Mais Jésus lui dit : « Suis-moi, et laisse les morts enterrer leurs propres morts. » [Le premier « morts » fonctionne manifestement dans un sens différent du second ; l’aphorisme conserve volontairement le paradoxe.]
Comme il montait dans la barque, ses disciples le suivirent.
Et voici qu’un grand bouleversement [seismos : secousse, tremblement ; ici une violente agitation de la mer] se produisit sur la mer, au point que la barque était couverte par les vagues ; mais lui dormait.
Les disciples s’approchèrent, le réveillèrent et dirent : « Seigneur, sauve-nous ! Nous périssons [apollymetha : nous sommes en train de périr] ! »
Il leur dit : « Pourquoi êtes-vous craintifs, gens de peu de foi [oligopistoi] ? » Alors il se leva, menaça [epitimaō : réprimander, commander avec autorité] les vents et la mer, et il se fit un grand calme.
Les hommes s’émerveillèrent en disant : « Quel est donc celui-ci [potapos : de quelle sorte], pour que même les vents et la mer lui obéissent ? »
Lorsqu’il arriva sur l’autre rive, dans le territoire des Gadaréniens, deux démoniaques, sortant des tombeaux, vinrent à sa rencontre ; ils étaient si violents que personne ne pouvait passer par ce chemin.
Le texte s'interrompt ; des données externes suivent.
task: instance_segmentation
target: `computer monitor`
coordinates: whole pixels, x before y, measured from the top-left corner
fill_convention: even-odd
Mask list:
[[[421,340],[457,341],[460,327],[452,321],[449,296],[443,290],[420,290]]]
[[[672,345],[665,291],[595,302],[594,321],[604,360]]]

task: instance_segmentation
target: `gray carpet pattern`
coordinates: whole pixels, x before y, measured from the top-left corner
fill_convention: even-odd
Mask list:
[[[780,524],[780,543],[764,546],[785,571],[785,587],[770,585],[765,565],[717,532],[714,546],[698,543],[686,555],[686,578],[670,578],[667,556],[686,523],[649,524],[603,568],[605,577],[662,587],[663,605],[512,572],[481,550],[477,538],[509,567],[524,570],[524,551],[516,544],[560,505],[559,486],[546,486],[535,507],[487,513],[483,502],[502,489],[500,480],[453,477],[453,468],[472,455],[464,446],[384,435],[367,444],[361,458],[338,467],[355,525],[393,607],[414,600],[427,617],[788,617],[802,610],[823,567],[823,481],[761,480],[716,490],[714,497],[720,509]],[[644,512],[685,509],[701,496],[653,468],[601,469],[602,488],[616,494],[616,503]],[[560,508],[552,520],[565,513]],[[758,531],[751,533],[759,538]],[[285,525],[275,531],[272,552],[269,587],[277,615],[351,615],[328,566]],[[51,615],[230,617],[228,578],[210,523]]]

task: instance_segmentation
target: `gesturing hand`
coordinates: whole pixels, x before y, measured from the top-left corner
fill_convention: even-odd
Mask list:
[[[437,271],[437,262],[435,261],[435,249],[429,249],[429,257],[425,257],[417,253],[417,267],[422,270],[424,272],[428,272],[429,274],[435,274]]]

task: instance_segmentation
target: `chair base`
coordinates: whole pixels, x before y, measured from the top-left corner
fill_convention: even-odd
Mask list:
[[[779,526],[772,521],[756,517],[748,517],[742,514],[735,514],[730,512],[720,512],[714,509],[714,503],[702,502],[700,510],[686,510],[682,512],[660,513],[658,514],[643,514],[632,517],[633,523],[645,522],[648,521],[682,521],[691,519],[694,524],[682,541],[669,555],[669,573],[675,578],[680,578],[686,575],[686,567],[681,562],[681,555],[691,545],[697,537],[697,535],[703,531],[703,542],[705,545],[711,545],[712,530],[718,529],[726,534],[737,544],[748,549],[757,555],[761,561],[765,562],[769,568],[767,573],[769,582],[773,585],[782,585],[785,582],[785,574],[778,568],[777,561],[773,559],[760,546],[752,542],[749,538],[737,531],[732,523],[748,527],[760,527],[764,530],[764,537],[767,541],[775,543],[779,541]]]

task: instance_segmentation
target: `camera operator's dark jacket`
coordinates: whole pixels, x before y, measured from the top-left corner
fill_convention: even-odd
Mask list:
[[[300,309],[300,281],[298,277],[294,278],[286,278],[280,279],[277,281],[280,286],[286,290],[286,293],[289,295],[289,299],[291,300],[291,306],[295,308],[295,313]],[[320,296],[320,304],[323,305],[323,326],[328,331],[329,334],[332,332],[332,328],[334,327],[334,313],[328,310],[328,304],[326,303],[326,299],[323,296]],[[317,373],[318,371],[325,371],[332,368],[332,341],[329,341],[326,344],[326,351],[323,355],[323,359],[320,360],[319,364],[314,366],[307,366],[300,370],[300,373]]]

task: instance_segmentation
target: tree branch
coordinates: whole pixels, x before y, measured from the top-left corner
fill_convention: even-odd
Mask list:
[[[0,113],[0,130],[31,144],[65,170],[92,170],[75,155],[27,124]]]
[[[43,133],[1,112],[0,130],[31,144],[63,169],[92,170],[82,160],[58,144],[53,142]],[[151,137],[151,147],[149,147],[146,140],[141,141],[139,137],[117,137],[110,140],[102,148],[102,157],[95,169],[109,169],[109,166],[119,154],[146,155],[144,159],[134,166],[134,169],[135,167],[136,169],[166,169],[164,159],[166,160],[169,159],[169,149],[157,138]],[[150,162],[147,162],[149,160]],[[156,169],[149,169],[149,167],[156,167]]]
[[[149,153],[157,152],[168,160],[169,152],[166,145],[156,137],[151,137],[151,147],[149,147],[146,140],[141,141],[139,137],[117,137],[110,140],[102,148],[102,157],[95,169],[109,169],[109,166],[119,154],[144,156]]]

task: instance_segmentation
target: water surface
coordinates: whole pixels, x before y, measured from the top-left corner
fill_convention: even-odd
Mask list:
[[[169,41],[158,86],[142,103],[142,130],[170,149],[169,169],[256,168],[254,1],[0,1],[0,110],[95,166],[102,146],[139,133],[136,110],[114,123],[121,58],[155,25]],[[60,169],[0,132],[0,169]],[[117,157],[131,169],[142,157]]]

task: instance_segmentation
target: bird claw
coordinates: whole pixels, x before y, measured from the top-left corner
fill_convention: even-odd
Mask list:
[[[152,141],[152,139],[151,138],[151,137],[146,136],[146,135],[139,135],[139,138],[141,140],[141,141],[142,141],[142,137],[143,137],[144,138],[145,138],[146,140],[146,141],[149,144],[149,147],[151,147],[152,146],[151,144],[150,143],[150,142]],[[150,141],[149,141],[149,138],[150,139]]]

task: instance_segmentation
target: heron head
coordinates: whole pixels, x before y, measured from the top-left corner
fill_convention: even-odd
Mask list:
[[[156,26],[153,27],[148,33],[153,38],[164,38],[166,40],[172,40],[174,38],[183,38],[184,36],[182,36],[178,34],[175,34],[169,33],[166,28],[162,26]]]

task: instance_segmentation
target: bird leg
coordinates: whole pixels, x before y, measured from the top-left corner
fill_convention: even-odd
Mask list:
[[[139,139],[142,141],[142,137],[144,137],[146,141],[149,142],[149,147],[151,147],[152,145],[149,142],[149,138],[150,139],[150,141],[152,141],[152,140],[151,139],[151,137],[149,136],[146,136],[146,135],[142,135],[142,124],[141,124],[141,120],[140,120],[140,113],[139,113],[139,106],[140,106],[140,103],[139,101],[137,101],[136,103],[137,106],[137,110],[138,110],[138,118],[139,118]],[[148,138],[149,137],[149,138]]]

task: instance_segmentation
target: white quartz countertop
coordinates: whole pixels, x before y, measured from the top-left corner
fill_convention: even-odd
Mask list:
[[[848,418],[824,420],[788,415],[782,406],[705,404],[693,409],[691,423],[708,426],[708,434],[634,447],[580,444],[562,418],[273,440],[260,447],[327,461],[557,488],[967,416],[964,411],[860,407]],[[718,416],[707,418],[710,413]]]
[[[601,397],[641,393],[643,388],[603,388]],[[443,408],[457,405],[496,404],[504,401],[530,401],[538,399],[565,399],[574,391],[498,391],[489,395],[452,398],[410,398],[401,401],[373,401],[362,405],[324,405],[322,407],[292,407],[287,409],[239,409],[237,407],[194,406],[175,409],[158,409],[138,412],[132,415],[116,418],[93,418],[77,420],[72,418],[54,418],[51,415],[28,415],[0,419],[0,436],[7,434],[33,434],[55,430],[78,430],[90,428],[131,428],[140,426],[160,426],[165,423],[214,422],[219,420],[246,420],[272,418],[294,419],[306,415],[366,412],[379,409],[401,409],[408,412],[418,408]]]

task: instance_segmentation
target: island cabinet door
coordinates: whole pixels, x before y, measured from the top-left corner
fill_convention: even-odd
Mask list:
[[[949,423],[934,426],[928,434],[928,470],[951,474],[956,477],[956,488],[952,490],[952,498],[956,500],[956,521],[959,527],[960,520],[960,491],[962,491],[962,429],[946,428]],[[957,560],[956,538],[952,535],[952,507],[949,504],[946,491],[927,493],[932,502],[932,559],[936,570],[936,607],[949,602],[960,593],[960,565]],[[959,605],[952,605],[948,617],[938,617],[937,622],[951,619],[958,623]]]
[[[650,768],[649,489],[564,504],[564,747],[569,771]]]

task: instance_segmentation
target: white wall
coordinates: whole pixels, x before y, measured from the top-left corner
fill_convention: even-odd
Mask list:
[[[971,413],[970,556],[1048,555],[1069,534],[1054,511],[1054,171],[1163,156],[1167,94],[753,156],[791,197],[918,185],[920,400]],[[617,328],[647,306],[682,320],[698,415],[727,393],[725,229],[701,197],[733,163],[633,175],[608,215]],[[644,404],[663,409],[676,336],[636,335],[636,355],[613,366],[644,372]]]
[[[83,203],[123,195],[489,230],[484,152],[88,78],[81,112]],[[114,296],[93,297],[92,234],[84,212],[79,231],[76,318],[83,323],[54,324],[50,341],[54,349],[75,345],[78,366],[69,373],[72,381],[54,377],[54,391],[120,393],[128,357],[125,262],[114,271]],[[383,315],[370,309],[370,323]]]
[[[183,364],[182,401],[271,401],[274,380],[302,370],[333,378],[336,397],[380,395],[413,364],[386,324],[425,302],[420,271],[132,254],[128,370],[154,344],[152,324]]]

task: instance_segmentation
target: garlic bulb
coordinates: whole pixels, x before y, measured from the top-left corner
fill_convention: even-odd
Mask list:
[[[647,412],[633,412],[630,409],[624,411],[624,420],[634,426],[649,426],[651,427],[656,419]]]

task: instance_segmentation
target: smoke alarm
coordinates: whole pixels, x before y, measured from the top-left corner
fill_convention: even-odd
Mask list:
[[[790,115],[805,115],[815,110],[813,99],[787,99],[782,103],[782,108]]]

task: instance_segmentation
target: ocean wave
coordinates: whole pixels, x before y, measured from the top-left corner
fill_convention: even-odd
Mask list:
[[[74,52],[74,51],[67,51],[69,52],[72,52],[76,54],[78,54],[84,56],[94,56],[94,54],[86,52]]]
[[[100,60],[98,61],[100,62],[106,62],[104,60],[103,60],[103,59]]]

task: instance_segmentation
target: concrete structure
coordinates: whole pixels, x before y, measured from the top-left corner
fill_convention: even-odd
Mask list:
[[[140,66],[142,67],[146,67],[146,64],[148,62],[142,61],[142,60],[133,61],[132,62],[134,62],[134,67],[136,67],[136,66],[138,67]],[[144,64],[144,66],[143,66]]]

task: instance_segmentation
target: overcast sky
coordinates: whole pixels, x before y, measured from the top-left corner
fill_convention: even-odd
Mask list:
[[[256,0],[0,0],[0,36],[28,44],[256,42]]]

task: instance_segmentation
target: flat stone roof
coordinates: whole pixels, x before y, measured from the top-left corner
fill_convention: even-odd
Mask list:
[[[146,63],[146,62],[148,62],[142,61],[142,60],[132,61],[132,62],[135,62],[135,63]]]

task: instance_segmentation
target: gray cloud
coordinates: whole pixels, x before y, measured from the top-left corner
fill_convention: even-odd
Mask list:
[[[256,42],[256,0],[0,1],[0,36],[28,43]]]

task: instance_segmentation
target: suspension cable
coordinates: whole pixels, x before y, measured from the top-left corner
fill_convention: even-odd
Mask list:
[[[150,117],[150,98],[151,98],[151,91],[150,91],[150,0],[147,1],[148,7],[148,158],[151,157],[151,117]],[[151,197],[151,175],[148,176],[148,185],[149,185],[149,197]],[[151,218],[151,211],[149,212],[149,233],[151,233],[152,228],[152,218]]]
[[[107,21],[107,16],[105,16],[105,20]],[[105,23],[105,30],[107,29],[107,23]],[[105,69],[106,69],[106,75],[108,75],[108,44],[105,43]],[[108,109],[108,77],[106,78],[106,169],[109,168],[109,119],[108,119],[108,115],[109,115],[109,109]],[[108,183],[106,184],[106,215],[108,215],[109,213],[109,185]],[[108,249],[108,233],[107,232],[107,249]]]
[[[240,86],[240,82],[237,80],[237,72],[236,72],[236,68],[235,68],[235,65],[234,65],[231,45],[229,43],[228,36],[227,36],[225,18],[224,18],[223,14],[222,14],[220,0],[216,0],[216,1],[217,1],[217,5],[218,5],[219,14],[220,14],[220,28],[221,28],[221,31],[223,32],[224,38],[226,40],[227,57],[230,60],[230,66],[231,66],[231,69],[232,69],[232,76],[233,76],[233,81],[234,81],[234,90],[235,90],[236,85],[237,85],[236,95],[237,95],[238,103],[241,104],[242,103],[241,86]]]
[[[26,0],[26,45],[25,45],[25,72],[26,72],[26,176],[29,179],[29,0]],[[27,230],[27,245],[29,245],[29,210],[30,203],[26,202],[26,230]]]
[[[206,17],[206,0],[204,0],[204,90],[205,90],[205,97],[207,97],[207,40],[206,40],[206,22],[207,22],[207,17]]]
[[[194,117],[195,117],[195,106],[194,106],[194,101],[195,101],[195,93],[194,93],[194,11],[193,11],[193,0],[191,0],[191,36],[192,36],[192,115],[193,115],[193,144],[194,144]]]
Et voici qu’ils crièrent : « Qu’y a-t-il entre nous et toi, Fils de Dieu ? Es-tu venu ici nous tourmenter avant le temps [kairos : moment fixé] ? »
Or, à quelque distance d’eux, un troupeau de nombreux porcs paissait.
Les démons le suppliaient en disant : « Si tu nous chasses, envoie-nous dans le troupeau de porcs. »
Il leur dit : « Allez ! » Ils sortirent et allèrent dans les porcs ; et voici que tout le troupeau se précipita du haut de l’escarpement [krēmnos : pente abrupte, précipice] dans la mer et mourut dans les eaux.
Les gardiens s’enfuirent ; entrés dans la ville, ils racontèrent tout, notamment ce qui était arrivé aux démoniaques.
Et voici que toute la ville sortit à la rencontre de Jésus ; l’ayant vu, ils le supplièrent de quitter leur territoire [horia : limites, région].